I had never heard of the MCC before, but it could explain some of the mysterious categories that Quicken uses to describe companies that show up on my credit card charges. Why don’t they contact the companies they list and ask what their products are? Is that just too simple?

I’ve had the same experience, occasionally with Amazon. Once I made the mistake of attempting to update my email address right before I placed an order for a laptop. This act seemed to trigger their fraud alert system, and I’ve had trouble buying electronics using Amazon ever since. At other times, I’ve had charges refused when I was at a store or restaurant. In all of these, my credit union said that there was no charge for them to refuse, although on at least one occasion they were able to dig into the matter further and find the refused charge. (I’m sorry that I don’t remember any details, the most recent occasion was a few years back.)
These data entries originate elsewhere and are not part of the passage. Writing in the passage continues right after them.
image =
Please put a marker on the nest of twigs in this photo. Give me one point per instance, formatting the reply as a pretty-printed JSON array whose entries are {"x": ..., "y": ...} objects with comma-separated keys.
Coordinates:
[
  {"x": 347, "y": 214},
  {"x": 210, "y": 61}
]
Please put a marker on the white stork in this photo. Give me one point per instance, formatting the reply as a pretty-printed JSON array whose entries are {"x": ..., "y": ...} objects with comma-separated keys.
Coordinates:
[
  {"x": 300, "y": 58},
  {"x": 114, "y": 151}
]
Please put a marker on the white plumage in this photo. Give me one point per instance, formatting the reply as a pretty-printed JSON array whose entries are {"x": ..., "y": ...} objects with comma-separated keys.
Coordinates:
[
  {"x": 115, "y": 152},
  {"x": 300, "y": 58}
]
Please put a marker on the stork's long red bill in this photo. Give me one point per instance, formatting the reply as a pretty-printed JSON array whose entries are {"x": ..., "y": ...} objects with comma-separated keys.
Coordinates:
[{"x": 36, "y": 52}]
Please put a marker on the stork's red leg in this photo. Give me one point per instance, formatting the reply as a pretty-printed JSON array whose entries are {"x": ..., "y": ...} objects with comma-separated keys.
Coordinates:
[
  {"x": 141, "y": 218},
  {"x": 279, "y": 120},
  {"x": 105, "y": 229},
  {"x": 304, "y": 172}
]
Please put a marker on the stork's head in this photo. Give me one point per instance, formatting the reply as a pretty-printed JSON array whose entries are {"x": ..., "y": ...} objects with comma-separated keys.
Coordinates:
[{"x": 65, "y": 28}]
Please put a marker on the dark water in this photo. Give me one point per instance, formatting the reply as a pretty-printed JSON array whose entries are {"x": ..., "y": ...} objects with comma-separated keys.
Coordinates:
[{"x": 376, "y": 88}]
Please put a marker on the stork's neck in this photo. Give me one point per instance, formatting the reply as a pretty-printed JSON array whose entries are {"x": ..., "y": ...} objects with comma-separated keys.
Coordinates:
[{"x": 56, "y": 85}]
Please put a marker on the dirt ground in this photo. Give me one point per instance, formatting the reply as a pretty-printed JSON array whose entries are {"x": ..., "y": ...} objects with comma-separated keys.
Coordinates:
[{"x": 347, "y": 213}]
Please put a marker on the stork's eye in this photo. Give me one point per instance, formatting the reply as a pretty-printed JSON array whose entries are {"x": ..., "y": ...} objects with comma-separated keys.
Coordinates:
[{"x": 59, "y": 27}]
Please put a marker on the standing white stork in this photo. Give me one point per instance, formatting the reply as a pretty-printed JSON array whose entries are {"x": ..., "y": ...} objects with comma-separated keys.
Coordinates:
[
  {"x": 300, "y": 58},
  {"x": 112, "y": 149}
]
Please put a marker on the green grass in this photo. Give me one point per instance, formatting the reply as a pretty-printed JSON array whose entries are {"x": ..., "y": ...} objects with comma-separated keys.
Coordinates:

Financial institutions eh? They’re just not geared to resolve anomalies. I think their employees have the same training as politicians (well British ones at least).

It depends on the bank and the department.

I used to work credit card disputes for a large global bank (not Citi, but similar in size and scope). In disputes, we were given extensive training, to better help customers identify transactions (a huge number of supposed “fraudulent” charges reported by customers are actually cases where they just don’t recognize or remember the charge or the merchant for a variety of reasons). That training, btw, included MCCs, which when assigned automatically are determined by an inscrutable method that nobody understands.

The fraud department, otoh, seemed to be trained and staffed by drunken pelicans. We in Disputes hated having to send cases to Fraud because half the time they would come back to us for no valid reason. I had cases where we pulled the signature slip, the customer said flat-out, “That’s not my signature” (which automatically and immediately makes it a fraud case), and Fraud sent it back to disputes because “customer has purchased from similar merchants in the past”. (Not even same merchant, but other merchants with the same MCC.)

Generally speaking, if you want someone to actually try to figure out what happened and resolve your issue, your best bet is to talk to someone in Disputes rather than in Fraud. It’s not a sure thing—there are a lot of lazy reps in Disputes too—but dispute specialists are more likely to have been hired and trained to be problem solvers rather than automatons.


These insights are the best thing I’ve read all day. :slight_smile:

And now I can’t get the image of drunken pelicans out of my head.